Выбрать главу

Фактическая погода во всех аэропортах по маршруту и рядом была хорошая, но дефицит точки росы насторожил: везде один-два градуса. Чуть похолодает — и может лечь туман, да не «временами», а насовсем. Ждали новый прогноз: что он даст?

И тут Уренгой запросил у нас остаток топлива и запасной аэродром.

— В чем дело? — спросил я в эфир. — в Норильске ухудшается?

— Не ухудшается, а закрыт, там туман 200, — ответил диспетчер. Ваш запасной?

— Новый Уренгой.

— У нас пока видимость тысяча, но на час ожидаем тоже 200. Ваше решение?

— А где погода есть? Диспетчер предложил нам идти в этот Октябрьский или Ноябрьский. Новый аэропорт, только недавно стал принимать большие самолеты; мы летать туда не собирались, не готовились, не знали ни схемы, ни минимумов погоды…

Минутная пауза в кабине. Сердце сдавил страх. Мысли заметались.

— Где он хоть, этот… месячный… Ноябрьск-Декабрьск? Давай карту.

— Да не отмечен он на карте, карты старые…

— Так, а что ближайшее у нас рядом?

— Надым под нами.

— Он хоть принимает «Тушки»?

— Он все принимает.

— А вернуться в Уренгой?

— Не успеем, закроется.

— Запроси Надымскую погоду. Самолет распарывал северный воздух, несясь со скоростью двести пятьдесят метров в секунду. Четыре секунды — километр, четыре секунды — километр… Уренгой остался далеко позади. Впереди только закрытый непогодой Норильск, рядом закрытая ремонтом полосы Игарка. До Сургута и Нефтеюганска слишком далеко. Надо решать. — Так… Уренгой закрылся — доложил второй пилот. — Туман 400, по ОВИ пока 800.

Ага, Надым: нижний край облаков 80, видимость 800, ОВИ 1200.

— Минимум Надыма?

— 80 на 1000.

— Быстро устанавливай связь с Надымом, садимся здесь! Экипажу: приступить к предпосадочной подготовке в аэропорту Надым, штурману включить КУРС-МП, выставить курсовую систему на меридиан аэродрома посадки! Малый газ! Контроль по карте!

Самолет, будто упершись в мягкую подушку, опустил нос. Экипаж готовился к посадке. Ритуальные фразы выстроились в привычном порядке, читалась контрольная карта; тем временем диспетчеры согласовали нашу посадку и уверенно, передавая из рук в руки, повели самолет к Надыму. Суета в кабине перешла в отработанный годами стереотип четкой и слаженной работы; дети тихо как мышки шмыгнули в салон. Я взял микрофон и, стараясь говорить спокойным и внушительным тоном, объяснил ситуацию пассажирам; другая рука была занята колесиком автопилота. Второй пилот по командам штурмана разворачивал машину к надымской полосе. За два круга была потеряна высота, и впереди замаячило сквозь туманную кисею световое пятно города.

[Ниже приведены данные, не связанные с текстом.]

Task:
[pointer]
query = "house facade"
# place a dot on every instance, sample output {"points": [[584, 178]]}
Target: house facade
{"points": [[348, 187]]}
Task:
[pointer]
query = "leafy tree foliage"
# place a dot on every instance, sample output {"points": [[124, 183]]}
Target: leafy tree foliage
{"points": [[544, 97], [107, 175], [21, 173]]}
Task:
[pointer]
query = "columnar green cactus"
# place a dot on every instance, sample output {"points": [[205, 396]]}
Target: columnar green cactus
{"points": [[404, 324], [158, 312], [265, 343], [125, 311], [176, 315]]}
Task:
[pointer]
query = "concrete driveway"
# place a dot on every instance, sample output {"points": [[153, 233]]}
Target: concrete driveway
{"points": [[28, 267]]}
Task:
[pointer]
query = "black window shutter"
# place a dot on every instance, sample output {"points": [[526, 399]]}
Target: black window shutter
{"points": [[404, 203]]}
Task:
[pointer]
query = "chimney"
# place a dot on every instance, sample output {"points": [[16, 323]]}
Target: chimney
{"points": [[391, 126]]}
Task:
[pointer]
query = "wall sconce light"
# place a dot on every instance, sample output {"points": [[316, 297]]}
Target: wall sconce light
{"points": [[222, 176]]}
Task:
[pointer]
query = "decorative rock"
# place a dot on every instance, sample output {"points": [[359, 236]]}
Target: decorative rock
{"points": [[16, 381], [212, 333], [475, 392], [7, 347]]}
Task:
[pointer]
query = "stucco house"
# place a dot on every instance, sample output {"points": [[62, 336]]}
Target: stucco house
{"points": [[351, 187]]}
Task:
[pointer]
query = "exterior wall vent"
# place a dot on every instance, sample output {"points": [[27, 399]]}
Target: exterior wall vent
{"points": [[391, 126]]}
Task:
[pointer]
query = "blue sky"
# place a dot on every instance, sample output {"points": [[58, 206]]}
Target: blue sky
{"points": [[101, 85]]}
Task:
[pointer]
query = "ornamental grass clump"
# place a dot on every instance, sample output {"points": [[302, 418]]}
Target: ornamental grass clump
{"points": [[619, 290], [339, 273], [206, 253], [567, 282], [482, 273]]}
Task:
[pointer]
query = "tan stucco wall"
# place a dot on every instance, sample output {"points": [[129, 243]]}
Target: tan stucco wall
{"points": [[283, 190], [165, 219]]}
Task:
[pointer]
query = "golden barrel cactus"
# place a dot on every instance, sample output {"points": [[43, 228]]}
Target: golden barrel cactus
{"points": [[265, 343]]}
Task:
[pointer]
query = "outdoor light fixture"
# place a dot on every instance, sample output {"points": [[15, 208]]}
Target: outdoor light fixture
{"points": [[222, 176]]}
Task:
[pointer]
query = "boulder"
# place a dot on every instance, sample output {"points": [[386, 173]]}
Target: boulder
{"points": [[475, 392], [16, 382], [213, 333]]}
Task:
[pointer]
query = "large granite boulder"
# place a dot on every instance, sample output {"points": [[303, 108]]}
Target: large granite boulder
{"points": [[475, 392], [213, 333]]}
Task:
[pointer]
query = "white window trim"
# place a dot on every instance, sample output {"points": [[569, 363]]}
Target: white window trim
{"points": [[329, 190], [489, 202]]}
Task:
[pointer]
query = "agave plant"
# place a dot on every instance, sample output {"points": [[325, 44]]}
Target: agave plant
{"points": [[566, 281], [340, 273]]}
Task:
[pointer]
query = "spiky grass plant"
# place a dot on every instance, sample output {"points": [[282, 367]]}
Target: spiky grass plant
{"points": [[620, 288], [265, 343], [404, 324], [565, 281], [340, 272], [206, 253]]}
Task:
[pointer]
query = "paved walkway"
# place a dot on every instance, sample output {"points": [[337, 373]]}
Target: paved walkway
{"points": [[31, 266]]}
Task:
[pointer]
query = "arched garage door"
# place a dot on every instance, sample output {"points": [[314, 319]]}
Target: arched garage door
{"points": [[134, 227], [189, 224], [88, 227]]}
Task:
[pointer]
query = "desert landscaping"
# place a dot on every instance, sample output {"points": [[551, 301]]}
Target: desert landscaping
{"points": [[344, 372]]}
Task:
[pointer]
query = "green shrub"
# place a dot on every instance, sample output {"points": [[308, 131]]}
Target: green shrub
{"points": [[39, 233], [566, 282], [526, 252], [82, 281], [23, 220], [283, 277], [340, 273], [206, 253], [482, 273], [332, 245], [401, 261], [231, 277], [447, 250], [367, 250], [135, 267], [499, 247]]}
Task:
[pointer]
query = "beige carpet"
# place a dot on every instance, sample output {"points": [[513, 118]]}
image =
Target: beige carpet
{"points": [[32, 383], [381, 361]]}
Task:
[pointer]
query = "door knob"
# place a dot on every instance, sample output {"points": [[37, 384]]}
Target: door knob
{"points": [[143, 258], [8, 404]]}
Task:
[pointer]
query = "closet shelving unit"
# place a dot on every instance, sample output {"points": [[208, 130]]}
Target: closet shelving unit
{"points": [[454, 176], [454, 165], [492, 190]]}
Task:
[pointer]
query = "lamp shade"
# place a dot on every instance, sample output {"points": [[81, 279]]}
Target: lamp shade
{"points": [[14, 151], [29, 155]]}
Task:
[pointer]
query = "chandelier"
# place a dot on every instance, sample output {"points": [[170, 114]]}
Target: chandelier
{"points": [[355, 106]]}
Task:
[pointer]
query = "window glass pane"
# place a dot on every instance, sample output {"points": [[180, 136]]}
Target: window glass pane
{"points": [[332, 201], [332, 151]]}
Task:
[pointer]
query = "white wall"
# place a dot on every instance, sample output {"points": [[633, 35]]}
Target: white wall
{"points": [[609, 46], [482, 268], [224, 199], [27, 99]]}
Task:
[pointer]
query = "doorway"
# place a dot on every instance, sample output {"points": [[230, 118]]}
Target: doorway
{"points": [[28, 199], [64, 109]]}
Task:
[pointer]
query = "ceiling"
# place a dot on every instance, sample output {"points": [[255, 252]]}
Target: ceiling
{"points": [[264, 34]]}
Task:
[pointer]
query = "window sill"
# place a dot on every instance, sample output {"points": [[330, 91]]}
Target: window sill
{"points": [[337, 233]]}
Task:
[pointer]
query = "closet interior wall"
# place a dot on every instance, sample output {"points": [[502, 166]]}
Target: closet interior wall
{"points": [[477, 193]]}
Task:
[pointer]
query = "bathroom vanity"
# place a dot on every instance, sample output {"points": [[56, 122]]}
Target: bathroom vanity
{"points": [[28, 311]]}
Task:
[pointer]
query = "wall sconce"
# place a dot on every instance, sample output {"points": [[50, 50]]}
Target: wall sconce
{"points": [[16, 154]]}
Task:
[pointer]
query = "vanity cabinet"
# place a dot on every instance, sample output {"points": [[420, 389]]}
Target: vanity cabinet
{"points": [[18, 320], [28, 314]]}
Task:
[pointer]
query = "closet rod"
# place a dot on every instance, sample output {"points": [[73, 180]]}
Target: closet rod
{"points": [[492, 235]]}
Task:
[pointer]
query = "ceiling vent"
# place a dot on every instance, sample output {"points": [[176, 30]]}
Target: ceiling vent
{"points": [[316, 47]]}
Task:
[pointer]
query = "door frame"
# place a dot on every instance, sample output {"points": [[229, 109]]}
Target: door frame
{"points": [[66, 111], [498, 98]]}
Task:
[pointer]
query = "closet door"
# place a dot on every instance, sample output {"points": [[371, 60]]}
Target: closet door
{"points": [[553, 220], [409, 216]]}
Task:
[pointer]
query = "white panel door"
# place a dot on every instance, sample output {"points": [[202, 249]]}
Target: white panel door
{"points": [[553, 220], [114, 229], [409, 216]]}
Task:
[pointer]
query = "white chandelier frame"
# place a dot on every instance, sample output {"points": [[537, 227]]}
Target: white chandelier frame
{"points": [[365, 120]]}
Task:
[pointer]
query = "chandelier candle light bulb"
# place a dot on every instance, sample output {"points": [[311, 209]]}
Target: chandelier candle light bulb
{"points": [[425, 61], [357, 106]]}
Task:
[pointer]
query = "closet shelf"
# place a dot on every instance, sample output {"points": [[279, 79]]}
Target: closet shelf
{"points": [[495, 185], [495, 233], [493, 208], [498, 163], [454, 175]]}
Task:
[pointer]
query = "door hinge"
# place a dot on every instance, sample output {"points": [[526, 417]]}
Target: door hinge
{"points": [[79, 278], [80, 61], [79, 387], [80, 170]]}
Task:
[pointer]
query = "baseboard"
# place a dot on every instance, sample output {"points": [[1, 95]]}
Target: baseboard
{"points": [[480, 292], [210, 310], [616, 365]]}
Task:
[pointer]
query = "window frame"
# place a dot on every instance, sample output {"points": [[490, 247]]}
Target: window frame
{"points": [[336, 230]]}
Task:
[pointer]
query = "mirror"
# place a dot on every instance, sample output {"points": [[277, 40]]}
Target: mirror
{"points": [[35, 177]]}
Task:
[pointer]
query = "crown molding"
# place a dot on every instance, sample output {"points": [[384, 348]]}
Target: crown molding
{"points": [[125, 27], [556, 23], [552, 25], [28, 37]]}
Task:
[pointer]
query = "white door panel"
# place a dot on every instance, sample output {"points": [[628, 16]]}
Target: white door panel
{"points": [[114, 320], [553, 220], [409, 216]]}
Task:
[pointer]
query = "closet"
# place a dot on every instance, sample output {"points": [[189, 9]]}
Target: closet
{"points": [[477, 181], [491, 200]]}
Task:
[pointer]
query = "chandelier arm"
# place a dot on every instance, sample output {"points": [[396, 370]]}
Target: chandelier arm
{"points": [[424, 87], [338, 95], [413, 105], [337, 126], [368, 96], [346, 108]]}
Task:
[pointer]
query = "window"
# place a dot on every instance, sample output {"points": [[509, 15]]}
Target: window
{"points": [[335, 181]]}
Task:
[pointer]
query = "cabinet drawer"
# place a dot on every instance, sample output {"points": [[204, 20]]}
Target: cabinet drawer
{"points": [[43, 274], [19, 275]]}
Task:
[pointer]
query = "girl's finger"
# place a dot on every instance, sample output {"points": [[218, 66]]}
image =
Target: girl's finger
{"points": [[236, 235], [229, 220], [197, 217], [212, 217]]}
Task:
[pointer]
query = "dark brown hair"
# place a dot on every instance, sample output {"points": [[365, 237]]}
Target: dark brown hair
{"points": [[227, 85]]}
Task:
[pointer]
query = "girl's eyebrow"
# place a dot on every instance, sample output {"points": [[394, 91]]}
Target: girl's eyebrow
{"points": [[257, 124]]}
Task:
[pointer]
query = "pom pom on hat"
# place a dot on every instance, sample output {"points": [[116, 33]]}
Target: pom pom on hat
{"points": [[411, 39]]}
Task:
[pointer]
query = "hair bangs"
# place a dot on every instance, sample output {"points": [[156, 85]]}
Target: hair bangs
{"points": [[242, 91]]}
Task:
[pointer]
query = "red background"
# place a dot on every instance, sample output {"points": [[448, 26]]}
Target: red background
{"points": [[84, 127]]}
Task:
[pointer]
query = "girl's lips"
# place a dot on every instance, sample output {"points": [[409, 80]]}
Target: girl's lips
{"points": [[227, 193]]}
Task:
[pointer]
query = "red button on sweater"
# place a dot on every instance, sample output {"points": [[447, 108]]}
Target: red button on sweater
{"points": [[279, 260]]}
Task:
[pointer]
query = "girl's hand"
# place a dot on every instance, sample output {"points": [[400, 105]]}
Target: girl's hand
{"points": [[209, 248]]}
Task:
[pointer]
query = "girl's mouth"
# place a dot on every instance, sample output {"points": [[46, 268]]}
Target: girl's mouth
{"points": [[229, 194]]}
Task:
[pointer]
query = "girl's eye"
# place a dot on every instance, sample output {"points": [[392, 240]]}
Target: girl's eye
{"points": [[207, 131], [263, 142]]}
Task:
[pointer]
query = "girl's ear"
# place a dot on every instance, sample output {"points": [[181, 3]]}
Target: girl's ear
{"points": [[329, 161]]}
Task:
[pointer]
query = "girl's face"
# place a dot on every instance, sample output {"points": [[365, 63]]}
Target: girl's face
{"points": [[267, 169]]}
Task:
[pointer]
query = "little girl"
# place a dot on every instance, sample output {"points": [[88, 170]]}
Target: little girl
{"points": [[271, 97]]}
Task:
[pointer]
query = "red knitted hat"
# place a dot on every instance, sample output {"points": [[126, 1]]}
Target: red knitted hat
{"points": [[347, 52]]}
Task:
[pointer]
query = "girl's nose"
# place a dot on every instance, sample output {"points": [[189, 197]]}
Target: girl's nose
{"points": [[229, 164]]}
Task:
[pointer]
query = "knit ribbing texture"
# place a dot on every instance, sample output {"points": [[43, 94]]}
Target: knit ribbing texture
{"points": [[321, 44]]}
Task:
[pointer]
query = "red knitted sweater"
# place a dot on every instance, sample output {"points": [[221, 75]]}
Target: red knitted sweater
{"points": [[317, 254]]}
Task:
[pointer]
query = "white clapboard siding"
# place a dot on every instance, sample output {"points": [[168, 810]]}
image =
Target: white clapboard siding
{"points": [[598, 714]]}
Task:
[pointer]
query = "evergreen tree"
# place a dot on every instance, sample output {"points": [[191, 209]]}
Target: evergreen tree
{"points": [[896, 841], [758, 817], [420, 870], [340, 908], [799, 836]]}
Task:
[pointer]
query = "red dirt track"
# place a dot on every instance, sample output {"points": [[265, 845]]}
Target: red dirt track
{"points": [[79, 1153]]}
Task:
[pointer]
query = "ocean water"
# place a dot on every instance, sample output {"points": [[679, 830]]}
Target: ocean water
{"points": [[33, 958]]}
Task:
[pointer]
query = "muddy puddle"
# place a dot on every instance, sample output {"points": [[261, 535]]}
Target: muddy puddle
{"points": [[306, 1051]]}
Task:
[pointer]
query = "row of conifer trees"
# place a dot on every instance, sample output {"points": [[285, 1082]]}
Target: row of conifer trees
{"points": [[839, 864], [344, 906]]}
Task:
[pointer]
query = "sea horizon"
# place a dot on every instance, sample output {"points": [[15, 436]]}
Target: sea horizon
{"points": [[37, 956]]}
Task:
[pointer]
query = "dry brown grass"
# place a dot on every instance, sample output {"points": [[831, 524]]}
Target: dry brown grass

На четвертом развороте видимость ухудшилась до трехсот пятидесяти метров, но огни высокой интенсивности просматривались за восемьсот. Всё, минимум. Ну, ребята-диспетчеры, теперь молчок, дайте сесть — и закрывайтесь.

Сердце колотилось. Такая у нас работа: покой, покой, тишина — и вдруг сразу, как взлетный режим, как взрыв: на полных оборотах экипаж борется за жизнь. Адреналин выступил из всех пор. Запахом его сразу напиталась пилотская кабина. Его много, так много, что и не надо. Мы сжались. Закроется? Не закроется? Успеем? Не успеем? Так… режим… стрелки… шасси, закрылки, карту… еще раз проверить… шасси — выпущены, зеленые лампы горят, закрылки 45, предкрылки… руль высоты, центровка… режим…

Внизу светлое пятно, вверху звезды. Сейчас войдем в слой тумана. Вот зацепили, выскочили, снова зацепили… молоко… красный отблеск маячков… расслабиться, усесться поудобнее… триммер… звонок дальнего маркера, стрелочка повернулась… так, еще секунд двадцать — и проявятся огни. Распустить взгляд. Распустить… вертикальная четыре, четыре… хорошо… сейчас… господи, скорее бы…

Ага, вот впереди проявилось светлое пятно. Туда идем, туда… Стрелочки в центре… вертикальная 4, норма… не искать землю, не искать… Стрелочки… — Наблюдаю полосу по курсу! — голос штурмана.